Budaya Jawa pada bangunan masjid ini juga dapat disaksikan dari 4 soko guru yang dibikin dari kayu jati asli, serta 20 tiang yang lain yang dibikin menyerupai dengan soko guru yang bekerja menyokong atap masjidnya. Pembangunan masjid ini dijalankan oleh ulama serta orang kurang lebih dengan penuh tirakat, meminta pada Yang Maha Kuasa untuk dikasihkan karunia pada pembangunan harga kubah masjid ini.

Pada masjid ini ada satu diantaranya kekhasan sendiri adalah Sumur Artesis. Sumur yang memang punya tujuan menjadi penyedia air bersih untuk semua kesibukan masjid ini berniat dibuat sedalam 205 mtr.. Sumur itu bahkan juga keluarkan air sendiri tiada memanfaatkan pompa air, ditambah lagi menurut uji coba yang dijalankan oleh PDAM, air dari sumur artesis itu udah penuhi ketentuan untuk langsung diminum langsung.

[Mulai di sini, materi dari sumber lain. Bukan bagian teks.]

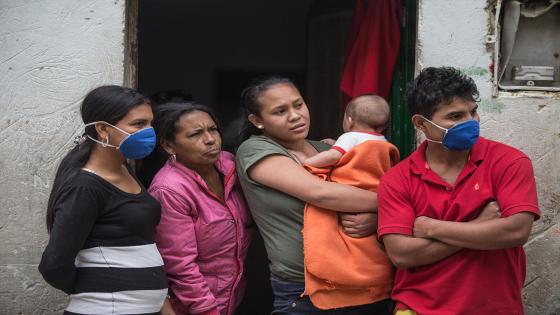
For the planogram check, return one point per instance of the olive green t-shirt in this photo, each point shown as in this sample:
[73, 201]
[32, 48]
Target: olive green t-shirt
[278, 216]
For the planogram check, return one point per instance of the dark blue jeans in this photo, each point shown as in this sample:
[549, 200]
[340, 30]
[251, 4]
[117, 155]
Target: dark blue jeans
[288, 301]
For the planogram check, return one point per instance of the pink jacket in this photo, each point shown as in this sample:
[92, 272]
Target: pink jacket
[203, 241]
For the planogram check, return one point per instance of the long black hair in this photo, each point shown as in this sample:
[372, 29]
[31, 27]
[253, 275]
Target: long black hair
[108, 103]
[166, 118]
[250, 101]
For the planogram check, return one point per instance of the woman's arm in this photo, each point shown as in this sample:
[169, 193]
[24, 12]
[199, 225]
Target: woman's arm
[76, 210]
[325, 158]
[283, 174]
[177, 243]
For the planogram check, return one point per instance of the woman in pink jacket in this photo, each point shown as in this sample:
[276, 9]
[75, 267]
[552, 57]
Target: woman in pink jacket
[204, 234]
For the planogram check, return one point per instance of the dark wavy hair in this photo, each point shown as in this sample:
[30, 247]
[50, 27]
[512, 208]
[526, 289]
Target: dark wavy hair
[108, 103]
[434, 87]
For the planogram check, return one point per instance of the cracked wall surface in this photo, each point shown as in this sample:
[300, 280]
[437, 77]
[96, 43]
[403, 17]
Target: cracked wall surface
[53, 52]
[453, 33]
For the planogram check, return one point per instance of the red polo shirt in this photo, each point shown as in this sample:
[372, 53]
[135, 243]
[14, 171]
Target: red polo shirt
[470, 281]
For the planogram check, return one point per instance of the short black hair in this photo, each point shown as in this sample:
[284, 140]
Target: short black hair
[438, 86]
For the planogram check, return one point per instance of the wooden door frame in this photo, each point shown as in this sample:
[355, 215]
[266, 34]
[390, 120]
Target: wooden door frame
[402, 131]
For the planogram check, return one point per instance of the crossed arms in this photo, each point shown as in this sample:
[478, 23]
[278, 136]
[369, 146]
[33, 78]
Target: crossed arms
[434, 240]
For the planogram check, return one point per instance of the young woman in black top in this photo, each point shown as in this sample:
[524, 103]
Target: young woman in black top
[101, 220]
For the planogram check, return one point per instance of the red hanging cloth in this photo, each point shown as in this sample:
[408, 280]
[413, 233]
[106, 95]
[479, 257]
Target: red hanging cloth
[371, 49]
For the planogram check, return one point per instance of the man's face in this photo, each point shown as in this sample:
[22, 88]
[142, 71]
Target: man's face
[447, 115]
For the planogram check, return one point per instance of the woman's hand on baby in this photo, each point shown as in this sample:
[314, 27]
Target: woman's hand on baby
[329, 141]
[358, 225]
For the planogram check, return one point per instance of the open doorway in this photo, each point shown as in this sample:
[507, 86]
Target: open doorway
[208, 51]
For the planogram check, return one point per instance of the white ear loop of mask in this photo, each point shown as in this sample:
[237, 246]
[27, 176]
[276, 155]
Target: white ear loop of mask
[101, 142]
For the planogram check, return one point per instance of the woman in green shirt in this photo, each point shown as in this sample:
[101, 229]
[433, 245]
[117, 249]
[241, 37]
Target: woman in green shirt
[277, 187]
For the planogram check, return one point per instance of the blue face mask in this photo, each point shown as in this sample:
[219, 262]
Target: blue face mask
[135, 145]
[462, 136]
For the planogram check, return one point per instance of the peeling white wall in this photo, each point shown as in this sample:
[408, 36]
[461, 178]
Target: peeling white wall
[53, 52]
[453, 33]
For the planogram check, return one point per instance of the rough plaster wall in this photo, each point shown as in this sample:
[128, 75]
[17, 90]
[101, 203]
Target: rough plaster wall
[52, 53]
[453, 33]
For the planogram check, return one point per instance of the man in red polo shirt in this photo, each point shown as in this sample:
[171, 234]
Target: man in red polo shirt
[455, 214]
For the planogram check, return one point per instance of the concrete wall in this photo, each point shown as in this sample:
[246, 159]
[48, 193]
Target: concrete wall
[53, 52]
[453, 33]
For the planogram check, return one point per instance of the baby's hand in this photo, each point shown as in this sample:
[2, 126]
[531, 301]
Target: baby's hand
[329, 141]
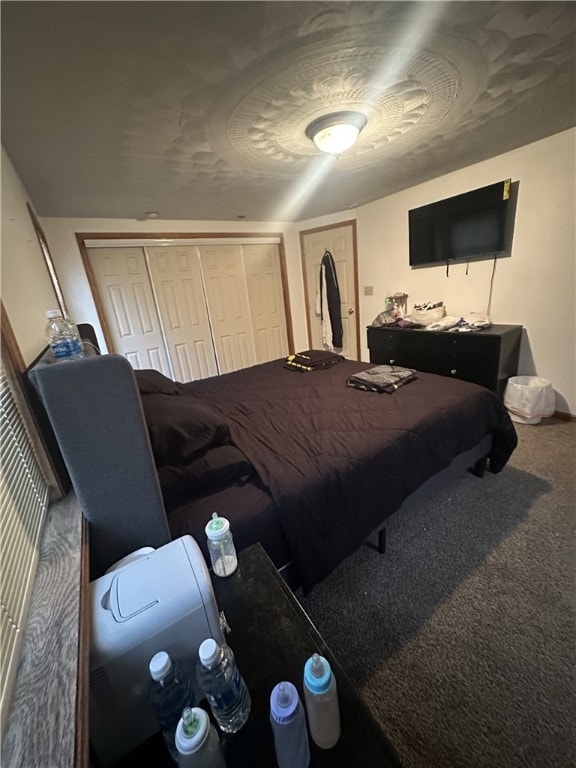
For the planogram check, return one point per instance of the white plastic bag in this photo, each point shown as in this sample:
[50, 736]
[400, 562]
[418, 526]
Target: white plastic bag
[529, 399]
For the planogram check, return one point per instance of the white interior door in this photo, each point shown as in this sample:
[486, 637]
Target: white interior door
[125, 292]
[177, 280]
[266, 297]
[227, 299]
[340, 240]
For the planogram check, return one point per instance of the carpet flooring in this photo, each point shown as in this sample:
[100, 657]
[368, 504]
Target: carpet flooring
[461, 638]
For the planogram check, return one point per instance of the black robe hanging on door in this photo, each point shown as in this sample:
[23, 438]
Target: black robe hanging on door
[332, 299]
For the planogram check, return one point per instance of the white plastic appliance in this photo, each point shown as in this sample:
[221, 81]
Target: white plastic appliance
[155, 600]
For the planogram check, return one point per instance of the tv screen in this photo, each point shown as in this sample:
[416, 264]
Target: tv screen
[461, 228]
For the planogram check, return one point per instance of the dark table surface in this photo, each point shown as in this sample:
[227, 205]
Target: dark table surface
[272, 637]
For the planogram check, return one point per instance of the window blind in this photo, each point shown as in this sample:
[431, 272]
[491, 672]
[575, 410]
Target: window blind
[24, 496]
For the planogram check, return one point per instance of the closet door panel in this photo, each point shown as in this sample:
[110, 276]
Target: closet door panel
[265, 294]
[126, 296]
[177, 280]
[228, 306]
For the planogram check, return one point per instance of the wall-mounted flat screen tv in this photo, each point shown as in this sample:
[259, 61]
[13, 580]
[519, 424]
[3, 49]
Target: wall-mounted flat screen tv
[466, 227]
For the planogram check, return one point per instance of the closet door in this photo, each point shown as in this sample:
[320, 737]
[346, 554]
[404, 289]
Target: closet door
[126, 296]
[227, 298]
[177, 280]
[266, 298]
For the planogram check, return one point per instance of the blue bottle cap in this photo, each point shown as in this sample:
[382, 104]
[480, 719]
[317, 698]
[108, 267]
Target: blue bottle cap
[283, 702]
[317, 674]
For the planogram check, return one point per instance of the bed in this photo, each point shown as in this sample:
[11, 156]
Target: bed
[298, 461]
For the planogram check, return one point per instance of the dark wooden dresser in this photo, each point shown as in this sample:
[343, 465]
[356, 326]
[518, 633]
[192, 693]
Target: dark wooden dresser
[487, 357]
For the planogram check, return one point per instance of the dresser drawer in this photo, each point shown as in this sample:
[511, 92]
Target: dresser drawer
[486, 358]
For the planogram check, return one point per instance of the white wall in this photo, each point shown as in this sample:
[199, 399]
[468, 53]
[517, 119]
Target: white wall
[535, 287]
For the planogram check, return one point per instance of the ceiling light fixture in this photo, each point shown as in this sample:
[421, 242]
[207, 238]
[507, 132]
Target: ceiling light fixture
[336, 132]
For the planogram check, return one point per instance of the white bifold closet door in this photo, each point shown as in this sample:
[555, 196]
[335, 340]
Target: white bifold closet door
[192, 311]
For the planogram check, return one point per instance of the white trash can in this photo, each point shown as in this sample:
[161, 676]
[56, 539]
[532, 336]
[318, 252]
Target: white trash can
[529, 398]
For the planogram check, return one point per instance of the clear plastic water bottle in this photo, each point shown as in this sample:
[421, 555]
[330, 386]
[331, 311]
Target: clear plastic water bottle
[197, 742]
[221, 546]
[321, 700]
[289, 727]
[171, 691]
[223, 685]
[63, 336]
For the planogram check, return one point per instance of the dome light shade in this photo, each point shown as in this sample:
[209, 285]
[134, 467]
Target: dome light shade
[336, 132]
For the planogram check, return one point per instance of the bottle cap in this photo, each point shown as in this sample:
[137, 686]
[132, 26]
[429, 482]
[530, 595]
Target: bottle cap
[160, 665]
[217, 527]
[283, 702]
[192, 730]
[208, 652]
[317, 674]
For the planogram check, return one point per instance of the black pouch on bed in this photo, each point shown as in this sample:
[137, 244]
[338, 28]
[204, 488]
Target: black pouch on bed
[312, 360]
[382, 378]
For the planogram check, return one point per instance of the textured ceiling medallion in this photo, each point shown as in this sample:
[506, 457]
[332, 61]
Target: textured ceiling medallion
[336, 132]
[405, 96]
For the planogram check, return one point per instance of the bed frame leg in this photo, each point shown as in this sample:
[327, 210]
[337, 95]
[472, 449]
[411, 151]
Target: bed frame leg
[382, 541]
[480, 467]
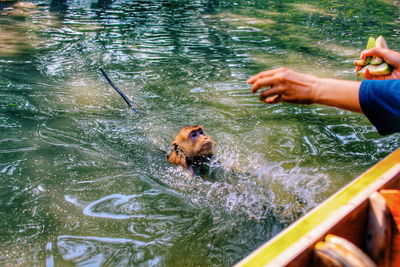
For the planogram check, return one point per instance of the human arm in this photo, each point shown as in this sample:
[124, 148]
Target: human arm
[389, 56]
[295, 87]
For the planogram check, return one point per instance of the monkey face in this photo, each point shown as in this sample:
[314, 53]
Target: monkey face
[191, 141]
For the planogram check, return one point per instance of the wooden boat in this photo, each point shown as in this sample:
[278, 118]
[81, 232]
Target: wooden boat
[347, 214]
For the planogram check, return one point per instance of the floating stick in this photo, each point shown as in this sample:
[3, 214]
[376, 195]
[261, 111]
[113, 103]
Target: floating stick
[124, 96]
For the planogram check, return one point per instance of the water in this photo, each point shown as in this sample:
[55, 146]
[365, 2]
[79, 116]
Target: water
[84, 180]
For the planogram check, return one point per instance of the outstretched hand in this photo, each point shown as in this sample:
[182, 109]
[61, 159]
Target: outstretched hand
[389, 56]
[285, 86]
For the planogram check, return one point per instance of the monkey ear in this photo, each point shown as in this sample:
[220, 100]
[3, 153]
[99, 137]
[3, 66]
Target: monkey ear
[175, 157]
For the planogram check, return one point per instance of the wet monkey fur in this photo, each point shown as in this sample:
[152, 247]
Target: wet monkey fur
[191, 147]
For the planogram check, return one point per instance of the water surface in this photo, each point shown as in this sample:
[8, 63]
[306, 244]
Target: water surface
[84, 180]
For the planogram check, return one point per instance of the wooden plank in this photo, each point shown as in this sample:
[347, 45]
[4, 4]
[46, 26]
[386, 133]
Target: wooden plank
[298, 237]
[392, 198]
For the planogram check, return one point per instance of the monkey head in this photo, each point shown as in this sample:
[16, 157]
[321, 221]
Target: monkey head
[191, 144]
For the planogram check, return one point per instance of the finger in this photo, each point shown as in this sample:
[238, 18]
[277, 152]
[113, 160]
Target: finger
[367, 74]
[264, 74]
[269, 94]
[389, 56]
[263, 82]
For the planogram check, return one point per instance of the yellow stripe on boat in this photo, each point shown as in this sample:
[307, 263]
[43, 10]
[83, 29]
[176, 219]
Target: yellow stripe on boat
[290, 243]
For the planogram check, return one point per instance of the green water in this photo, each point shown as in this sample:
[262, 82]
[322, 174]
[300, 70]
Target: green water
[84, 181]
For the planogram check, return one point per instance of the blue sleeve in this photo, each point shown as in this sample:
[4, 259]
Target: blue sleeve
[380, 102]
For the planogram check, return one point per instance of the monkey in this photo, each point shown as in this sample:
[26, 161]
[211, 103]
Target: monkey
[192, 147]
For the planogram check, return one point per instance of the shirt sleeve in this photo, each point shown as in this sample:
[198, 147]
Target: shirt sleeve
[380, 102]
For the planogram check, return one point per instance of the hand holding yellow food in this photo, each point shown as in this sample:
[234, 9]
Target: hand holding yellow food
[374, 65]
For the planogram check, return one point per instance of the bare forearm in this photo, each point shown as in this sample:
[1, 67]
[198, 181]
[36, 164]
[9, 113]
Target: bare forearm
[338, 93]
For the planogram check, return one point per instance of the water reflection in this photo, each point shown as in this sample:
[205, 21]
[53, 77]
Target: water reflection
[85, 182]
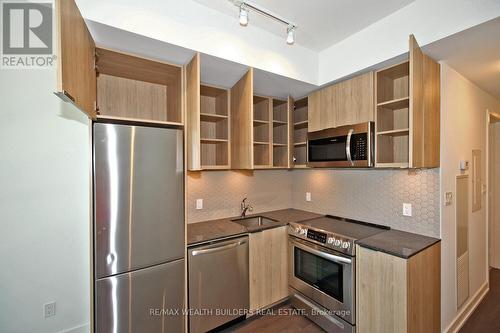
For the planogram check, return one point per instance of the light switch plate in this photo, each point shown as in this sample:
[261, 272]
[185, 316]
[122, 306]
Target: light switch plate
[407, 209]
[199, 203]
[49, 309]
[448, 198]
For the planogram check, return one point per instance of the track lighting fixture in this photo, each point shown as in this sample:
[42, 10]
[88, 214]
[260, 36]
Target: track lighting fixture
[243, 16]
[290, 35]
[245, 7]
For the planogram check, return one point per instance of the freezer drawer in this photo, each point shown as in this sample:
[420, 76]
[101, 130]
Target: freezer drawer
[218, 283]
[146, 300]
[138, 198]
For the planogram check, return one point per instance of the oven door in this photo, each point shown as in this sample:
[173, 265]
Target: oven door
[323, 275]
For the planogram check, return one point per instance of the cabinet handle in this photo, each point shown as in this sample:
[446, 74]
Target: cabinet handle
[217, 249]
[65, 96]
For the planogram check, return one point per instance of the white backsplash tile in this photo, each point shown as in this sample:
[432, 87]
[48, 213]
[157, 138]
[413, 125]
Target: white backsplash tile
[222, 192]
[375, 196]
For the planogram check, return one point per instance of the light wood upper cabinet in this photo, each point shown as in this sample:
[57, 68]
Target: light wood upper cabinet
[396, 295]
[298, 132]
[114, 85]
[345, 103]
[76, 50]
[207, 122]
[268, 253]
[193, 113]
[408, 112]
[241, 122]
[355, 100]
[314, 111]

Pengeboran sumur itu mulai dijalankan dalam hari Rabu, 27 Januari 2010, serta habiskan dana sejumlah Rp. 150 juta serta di tanggung oleh seseorang dermawan. Keajaibannya, air dari sumur artesis itu baru keluar dengan sendirinya pada hari ke 41 dari pertama pengeboran, meskipun sebenarnya saat itu sedang tidak dijalankan pengeboran kelanjutan. Perihal ini pula yang bikin masjid ini menjadi tempat yang mustajabah, dan ramai didatangi oleh wisatawan lokal atau mancanegara yang mau rasakan sendiri bagaimana kharisma harga kubah masjid ini, serta air dari sumur artesis yang dapat langsung diminum.